Hamas may have up to 12,000 fighters left, according to US officials who spoke to Reuters. This assessment would mean that Hamas has lost around half its strength in eight months of war.
Israel’s assessments were that Hamas had some 24 battalions at the outset of the war and that most of them were defeated. Israel also believed that around 14,000 Hamas members were killed. This would mean thousands were wounded.
This is now a numbers game of interpretation. If Hamas has 9,000-12,000 fighters left, then it has some 12-15 battalions left, not just a few.
“Hamas fighters are now largely avoiding sustained skirmishes with Israeli forces closing in on the southernmost city of Rafah, instead relying on ambushes and improvised bombs to hit targets often behind enemy lines,” one of the officials said to Reuters.
When the numbers don't add up
The report claimed that Hamas also still has fighters in Rafah. But the numbers game here makes no sense. “There are about between 7,000-8,000 Hamas fighters reportedly entrenched in Rafah, the last significant bastion of the group's resistance, according to Israeli and US officials,” the report said.
How can this be? If Hamas has so many people in Rafah, then it has only 1,000 to control the rest of Gaza
This requires skepticism. The fact is that Hamas probably moved most of its fighters out of Rafah and moved back to Khan Younis. Yahya Sinwar, and Sinwar's second-in-command Mohammed Deif are probably in Khan Younis, where Sinwar is from.
Hamas clearly has thousands of fighters in the central camps area of Gaza as well. In addition, Hamas likely has thousands of affiliates in northern Gaza. Hamas also works with other terror groups in Gaza, and they have hundreds or thousands of members. All of the groups are also recruiting and preparing for a long war of attrition.
The fact that Hamas fighters approached the Israeli border fence on the morning of June 6 and clashed with the IDF, killing one IDF soldier, shows the group is still capable of planning and executing operations.
The article claimed Hamas has 500km of tunnels in Gaza. But how can this be known? Some tunnels have been found, but there are probably many that have not been found. The IDF hasn’t even operated in parts of Gaza, including parts of Rafah, Mawasi, the central camps, and parts of northern Gaza.
Hamas works to gain more control
Gaza now boils down to a numbers game. Hamas is recruiting.
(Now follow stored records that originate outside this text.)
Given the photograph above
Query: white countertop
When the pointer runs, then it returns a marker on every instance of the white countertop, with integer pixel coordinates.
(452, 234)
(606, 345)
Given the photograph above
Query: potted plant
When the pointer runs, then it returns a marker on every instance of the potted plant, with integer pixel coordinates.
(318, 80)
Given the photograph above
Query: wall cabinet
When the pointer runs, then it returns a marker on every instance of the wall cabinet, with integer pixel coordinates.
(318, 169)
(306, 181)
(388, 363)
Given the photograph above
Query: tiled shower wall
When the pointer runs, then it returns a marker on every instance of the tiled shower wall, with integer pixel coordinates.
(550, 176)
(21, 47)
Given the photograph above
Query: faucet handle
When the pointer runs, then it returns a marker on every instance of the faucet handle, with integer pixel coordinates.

Hamas is learning, and Hamas is preparing. Whether it has 8,000 or 12,000 fighters may not be that important. It controls most of Gaza. It always returns when the IDF leaves.
There is no huge breakdown in control, and no one seems to openly oppose Hamas in Gaza. It’s believed that many people do oppose Hamas, but it still has a mafia-like grip on the whole of Gaza.
Israel has preferred to move displaced Gazans into areas that Hamas controls, cementing its grip. Israel doesn’t do what the Iraqi army did in Mosul, which is moving the people behind its lines so they can be separated from the terrorists.
Therefore, a continued pool of recruits is always handed to Hamas. So far, the war has been waged for eight months, and the result is to basically keep Hamas in power. Israeli leaders talk about a “day after” plan but it doesn’t seem to be serious.
Talk of humanitarian “bubbles” or handing over control to others has never panned out, and there doesn’t seem to be any stomach in the region or in the US and elsewhere to work toward this handover of Gaza to anyone other than Hamas.
This leaves the tactics in Gaza without a strategy. Whether Hamas has 8,000 or 10,000 fighters, therefore, doesn’t matter if, in the end, Gazans expect Hamas to return and Hamas is never replaced. It could be defeated and replaced, but the political will is not yet there in Israel.
Every day that goes by, Hamas likely becomes strong. It may have reached some kind of nadir at some point, but now it has nowhere to go but up.
All it has to do is hang on and entrench and carry out a few attacks a day in Gaza. That’s how it thrived from the 1990s to 2007. It knows how to do this.